Demonstracja, którą zorganizowano przy okazji targów rolno-żywnościowych Gruene Woche (Zielony Tydzień), odbyła się pod wieloznacznym hasłem "Wir haben satt" (może oznaczać zarówno "jesteśmy syci", jak i "mamy po dziurki w nosie"). Wzięło w niej udział 50 tys. osób. W kolumnie jechało też kilkadziesiąt traktorów.
Uczestnicy demonstracji sprzeciwiają się hodowli zwierząt na masową skalę, żywności genetycznie modyfikowanej oraz umowie o wolnym handlu z USA. Domagają się hodowli zwierząt dostosowanej do specyfiki danego gatunku, uczciwych zasad handlu żywnością i sprawiedliwych cen na produkty rolnicze.
Protestujący przeszli ulicami Berlina pod siedzibę Angeli Merkel - urząd kanclerski.
"Należy skończyć z pompowaniem antybiotyków w zwierzęta"
Międzynarodowe Targi Rolno-Spożywcze w Berlinie rozpoczęły się w piątek. W organizowanej po raz 80. największej tego rodzaju imprezie na świecie bierze udział 1658 wystawców z 68 krajów, w tym z Polski. Tematami wiodącymi tegorocznej edycji targów są hodowla zwierząt zgodnie z warunkami życia właściwymi dla danego gatunku, zdrowa żywność oraz implikacje planowanej umowy o wolnym handlu UE-USA dla rolnictwa w Europie.

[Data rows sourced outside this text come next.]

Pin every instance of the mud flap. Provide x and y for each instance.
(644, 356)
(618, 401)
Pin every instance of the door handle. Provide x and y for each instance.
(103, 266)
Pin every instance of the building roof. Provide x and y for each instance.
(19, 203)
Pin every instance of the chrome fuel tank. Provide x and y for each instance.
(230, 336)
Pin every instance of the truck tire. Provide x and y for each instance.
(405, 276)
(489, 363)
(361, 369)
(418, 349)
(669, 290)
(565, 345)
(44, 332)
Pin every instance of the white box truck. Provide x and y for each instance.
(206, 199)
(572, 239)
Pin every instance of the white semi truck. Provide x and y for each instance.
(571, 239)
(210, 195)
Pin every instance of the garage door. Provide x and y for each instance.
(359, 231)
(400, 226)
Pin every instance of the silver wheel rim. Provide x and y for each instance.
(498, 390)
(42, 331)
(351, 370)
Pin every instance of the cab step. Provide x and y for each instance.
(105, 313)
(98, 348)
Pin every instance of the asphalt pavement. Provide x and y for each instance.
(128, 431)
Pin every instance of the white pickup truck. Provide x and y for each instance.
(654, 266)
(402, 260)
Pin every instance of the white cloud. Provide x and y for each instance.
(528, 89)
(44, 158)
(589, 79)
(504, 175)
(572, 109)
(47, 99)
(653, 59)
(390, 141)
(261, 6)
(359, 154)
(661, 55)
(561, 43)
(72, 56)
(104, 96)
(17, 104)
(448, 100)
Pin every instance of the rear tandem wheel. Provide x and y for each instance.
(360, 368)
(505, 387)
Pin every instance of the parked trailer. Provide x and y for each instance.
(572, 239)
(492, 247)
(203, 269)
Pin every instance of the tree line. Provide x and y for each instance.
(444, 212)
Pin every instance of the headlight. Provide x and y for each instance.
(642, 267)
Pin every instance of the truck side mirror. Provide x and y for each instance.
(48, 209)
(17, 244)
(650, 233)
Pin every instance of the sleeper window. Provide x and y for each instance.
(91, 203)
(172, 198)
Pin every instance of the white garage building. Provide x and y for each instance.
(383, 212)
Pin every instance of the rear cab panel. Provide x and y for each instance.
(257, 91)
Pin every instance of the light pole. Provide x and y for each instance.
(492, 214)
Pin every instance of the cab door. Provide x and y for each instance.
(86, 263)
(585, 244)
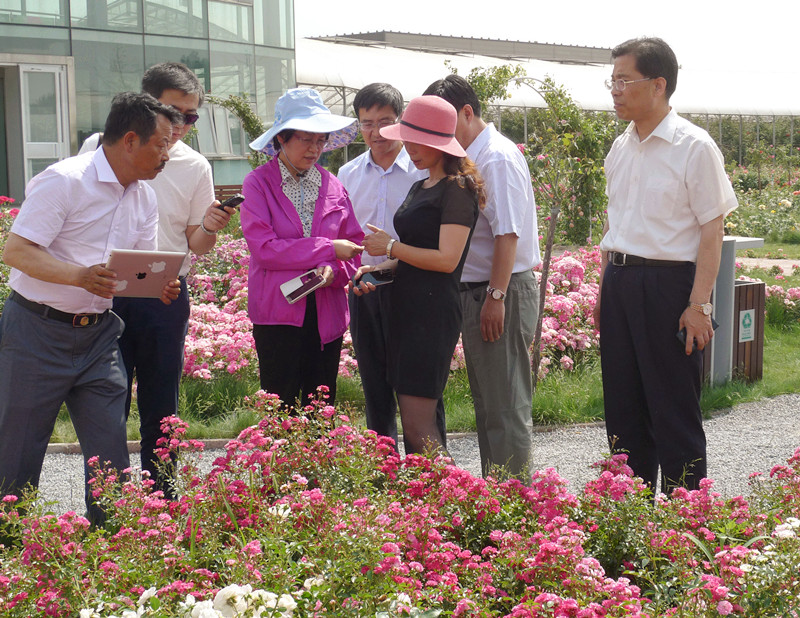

Organizacje ochrony środowiska i organizacje rolników obawiają się przeniesienia do Europy amerykańskiego modelu rolnictwa zdominowanego przez produkcję na skalę masową, co może spowodować upadek małych gospodarstw rodzinnych, odgrywających dużą rolę w rolnictwie niemieckim.
Niemiecki minister rolnictwa Christian Schmidt bronił umowy ze Stanami Zjednoczonymi. Jego zdaniem umowa stwarza szanse na przeniesienie europejskich i niemieckich standardów żywnościowych na rynek amerykański. Za arogancki uznał pogląd popularny w Europie, że Amerykanie "jedzą wszystko, co biega po ulicy".
Postulaty demonstrantów popiera opozycyjna partia Zieloni. Szefowa klubu parlamentarnego tej partii Katrin Goering-Eckardt wezwała do zmiany myślenia o produkcji mięsa. - Każde zwierzę hodowlane powinno mieć zagwarantowaną pewną przestrzeń, należy skończyć z pompowaniem antybiotyków w zwierzęta - powiedziała parlamentarzystka Zielonych.
Komisarz Unii Europejskiej do spraw rolnictwa Phil Hogan opowiedział się za europejską dyrektywą mającą skuteczniej chroni konsumentów przed oszukaną żywnością ekologiczną.